Ivan menggeleng lemah. “Entahlah, aku masih belum tau harus bagaimana. Tapi sore ini rencananya aku mau berkunjung ke rumah Siti.” Jawabnya, setengah merenung. “Kemungkinan besar, Siti dilarang sekolah oleh orang tuanya. Menyedihkan, bukan? Di luar sana, ada orang tua yang rela melakukan apa saja agar anaknya mau bersekolah dengan sungguh-sungguh. Namun untuk anak-anak seperti Siti, justru sebaliknya. Demi dapat bersekolah dengan layak, mereka harus menghadapi bermacam rintangan dan tekanan.” Renungnya. “Sayangnya, rintangan dan tekanan terberat, justru datang dari orang tua mereka sendiri. Padahal yang mereka lakukan bukanlah sebuah kejahatan. Mereka hanya ingin belajar. Mereka hanya ingin mengubah masa depannya. Namun hidup membuat jalan menuju impian itu terasa sulit untuk ditempuh.”

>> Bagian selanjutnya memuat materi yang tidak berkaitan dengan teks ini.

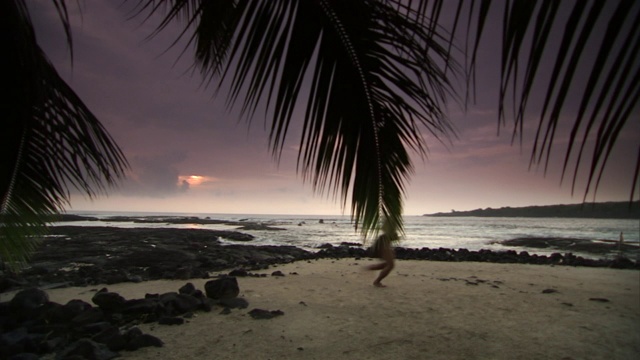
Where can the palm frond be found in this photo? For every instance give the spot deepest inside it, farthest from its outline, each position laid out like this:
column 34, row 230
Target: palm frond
column 369, row 77
column 50, row 140
column 607, row 101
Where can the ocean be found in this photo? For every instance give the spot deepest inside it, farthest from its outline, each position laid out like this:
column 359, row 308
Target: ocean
column 472, row 233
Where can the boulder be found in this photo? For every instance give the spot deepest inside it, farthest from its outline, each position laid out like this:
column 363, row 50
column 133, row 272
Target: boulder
column 222, row 288
column 87, row 349
column 108, row 301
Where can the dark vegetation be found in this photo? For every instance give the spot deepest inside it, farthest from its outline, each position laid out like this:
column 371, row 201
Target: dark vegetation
column 604, row 210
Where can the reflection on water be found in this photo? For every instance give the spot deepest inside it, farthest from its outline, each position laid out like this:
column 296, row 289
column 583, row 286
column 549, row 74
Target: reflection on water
column 472, row 233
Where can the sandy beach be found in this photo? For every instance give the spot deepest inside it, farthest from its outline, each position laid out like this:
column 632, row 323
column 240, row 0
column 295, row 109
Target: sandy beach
column 429, row 310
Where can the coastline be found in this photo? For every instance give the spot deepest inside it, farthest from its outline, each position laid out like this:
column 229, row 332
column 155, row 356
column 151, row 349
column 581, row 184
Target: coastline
column 85, row 256
column 435, row 310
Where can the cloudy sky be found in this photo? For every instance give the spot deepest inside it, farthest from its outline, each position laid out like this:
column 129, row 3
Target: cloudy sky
column 190, row 153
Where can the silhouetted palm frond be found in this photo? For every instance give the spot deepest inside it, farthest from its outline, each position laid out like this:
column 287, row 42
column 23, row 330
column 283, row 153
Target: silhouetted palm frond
column 369, row 76
column 565, row 33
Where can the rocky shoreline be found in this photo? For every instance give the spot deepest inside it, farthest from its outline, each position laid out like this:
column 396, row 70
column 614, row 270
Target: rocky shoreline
column 88, row 256
column 83, row 256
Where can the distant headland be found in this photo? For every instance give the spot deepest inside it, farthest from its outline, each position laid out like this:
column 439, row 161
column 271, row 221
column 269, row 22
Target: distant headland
column 603, row 210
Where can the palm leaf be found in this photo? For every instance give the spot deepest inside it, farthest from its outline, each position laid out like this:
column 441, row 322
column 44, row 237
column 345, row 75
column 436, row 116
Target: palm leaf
column 612, row 80
column 51, row 142
column 375, row 76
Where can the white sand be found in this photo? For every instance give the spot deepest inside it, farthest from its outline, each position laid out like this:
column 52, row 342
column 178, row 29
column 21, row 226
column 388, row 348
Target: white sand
column 430, row 310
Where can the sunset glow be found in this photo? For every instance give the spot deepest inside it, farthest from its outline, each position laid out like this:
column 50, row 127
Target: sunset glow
column 195, row 180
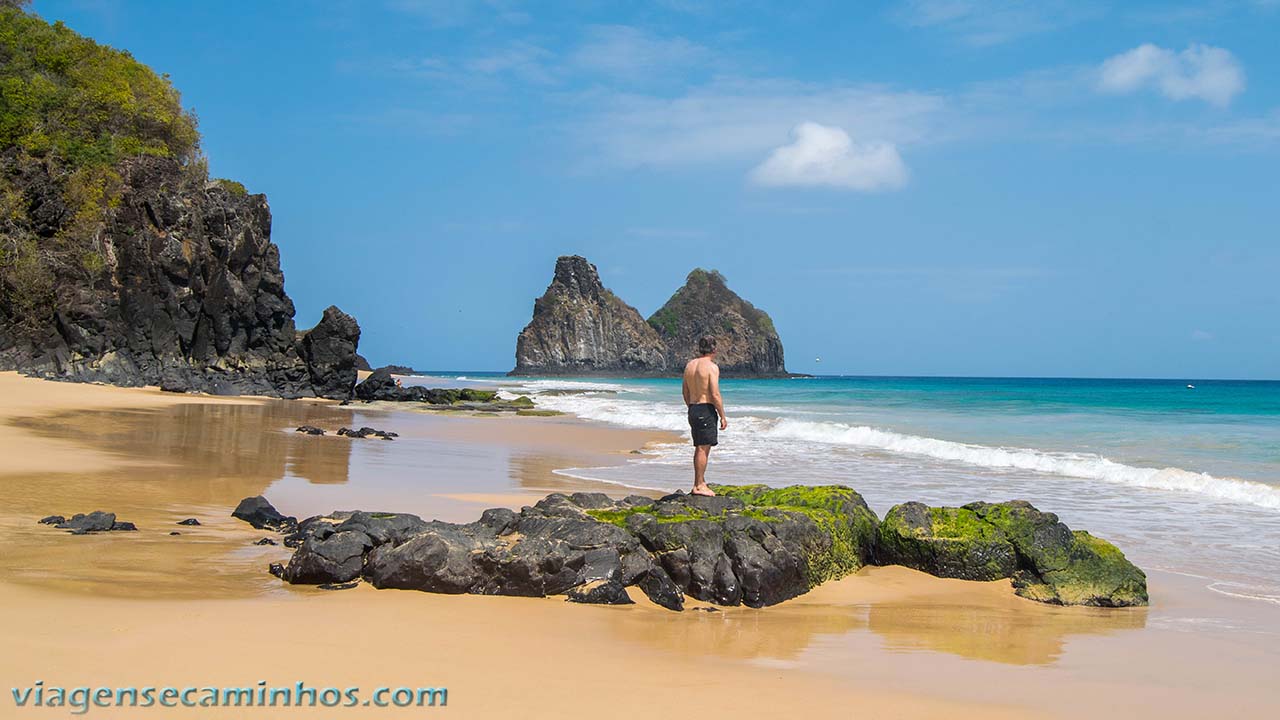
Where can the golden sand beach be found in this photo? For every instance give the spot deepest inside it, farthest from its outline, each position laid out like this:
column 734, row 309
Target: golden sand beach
column 199, row 609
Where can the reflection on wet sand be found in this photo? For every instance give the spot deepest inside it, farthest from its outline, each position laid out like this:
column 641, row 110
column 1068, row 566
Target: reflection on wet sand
column 200, row 460
column 1000, row 629
column 906, row 610
column 181, row 461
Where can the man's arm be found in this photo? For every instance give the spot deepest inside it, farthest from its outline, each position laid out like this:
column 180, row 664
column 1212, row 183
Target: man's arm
column 716, row 397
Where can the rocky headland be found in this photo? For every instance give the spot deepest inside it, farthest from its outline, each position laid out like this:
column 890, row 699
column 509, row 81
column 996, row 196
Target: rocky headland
column 583, row 328
column 120, row 260
column 750, row 545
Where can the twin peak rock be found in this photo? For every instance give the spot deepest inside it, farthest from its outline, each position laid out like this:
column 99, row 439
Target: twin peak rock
column 581, row 328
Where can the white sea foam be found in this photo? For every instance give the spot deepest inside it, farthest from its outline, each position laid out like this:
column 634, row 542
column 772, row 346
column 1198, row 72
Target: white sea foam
column 769, row 437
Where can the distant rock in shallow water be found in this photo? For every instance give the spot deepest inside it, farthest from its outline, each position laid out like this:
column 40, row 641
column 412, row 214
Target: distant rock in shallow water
column 263, row 515
column 600, row 592
column 366, row 432
column 95, row 522
column 338, row 586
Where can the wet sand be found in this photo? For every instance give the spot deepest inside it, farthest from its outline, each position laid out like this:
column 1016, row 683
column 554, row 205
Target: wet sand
column 152, row 609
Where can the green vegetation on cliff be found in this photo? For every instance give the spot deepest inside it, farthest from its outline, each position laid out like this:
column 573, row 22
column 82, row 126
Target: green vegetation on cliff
column 86, row 104
column 72, row 110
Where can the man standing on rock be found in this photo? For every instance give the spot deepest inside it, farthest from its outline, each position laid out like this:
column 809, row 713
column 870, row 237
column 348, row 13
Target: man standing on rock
column 705, row 406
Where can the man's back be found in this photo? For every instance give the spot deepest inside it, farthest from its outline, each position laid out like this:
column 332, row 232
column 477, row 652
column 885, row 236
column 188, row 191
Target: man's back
column 700, row 376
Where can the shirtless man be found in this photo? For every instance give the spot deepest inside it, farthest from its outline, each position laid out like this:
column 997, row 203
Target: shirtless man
column 702, row 396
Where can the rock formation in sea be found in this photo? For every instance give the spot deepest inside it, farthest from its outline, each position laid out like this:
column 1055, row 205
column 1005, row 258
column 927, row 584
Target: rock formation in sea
column 748, row 345
column 120, row 261
column 581, row 328
column 750, row 545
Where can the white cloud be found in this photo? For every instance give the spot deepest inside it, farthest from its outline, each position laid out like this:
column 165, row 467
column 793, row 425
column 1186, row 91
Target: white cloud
column 1200, row 72
column 741, row 121
column 822, row 155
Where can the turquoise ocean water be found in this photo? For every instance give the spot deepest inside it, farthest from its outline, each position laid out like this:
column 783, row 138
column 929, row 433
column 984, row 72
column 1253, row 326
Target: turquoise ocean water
column 1184, row 479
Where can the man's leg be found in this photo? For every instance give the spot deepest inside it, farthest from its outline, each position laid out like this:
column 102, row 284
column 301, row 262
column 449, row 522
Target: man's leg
column 700, row 454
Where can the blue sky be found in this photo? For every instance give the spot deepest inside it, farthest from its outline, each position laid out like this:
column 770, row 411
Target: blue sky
column 926, row 187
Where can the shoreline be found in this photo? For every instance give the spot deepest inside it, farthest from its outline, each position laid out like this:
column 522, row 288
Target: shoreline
column 886, row 641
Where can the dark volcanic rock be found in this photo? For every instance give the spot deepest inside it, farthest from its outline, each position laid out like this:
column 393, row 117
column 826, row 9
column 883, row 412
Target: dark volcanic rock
column 259, row 513
column 603, row 592
column 380, row 386
column 1046, row 560
column 947, row 542
column 338, row 586
column 579, row 327
column 746, row 340
column 95, row 522
column 368, row 432
column 750, row 545
column 730, row 550
column 183, row 290
column 329, row 352
column 336, row 559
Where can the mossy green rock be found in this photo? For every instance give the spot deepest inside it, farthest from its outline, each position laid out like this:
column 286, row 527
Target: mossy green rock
column 1047, row 561
column 947, row 542
column 752, row 545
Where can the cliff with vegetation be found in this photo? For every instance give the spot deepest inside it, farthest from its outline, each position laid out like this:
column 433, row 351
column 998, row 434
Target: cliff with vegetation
column 120, row 260
column 581, row 328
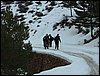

Aku menangkap kesedihan di wajah Ivan saat ia berbicara. Aku bahkan dapat merasakan kesedihan itu menyentuh hatiku.

“Aku ikut ya.” Kataku.

Dia menggeleng. “Luna... Siti dan keluarganya tinggal di pinggiran kali dekat penampungan sampah, di antara puluhan keluarga miskin lainnya, di wilayah pemukiman kumuh.” Dia menjelaskan.

“Tidak masalah. Aku tidak keberatan.” Kataku—dan sungguh, aku tidak mempermasalahkan hal itu.

“Masalahnya,,, kamu itu penyanyi terkenal. Semua orang tau tentang kamu. Aku tidak bisa menjaga kamu, kalau tiba-tiba orang satu kampung datang menghampiri. Pergi dengan pengawal pribadi pun, bukan ide yang tepat. Lebih baik kamu di rumah, biar aku yang pergi.” Ivan menjelaskan kekhawatirannya.

“Kalo masalah itu, kamu tenang saja. Aku punya ide bagus.” Kataku, sambil tersenyum. “Aku akan menyamar hingga tidak ada yang bisa mengenali aku. Boleh ya? Please...” Aku memohon, setengah merengek.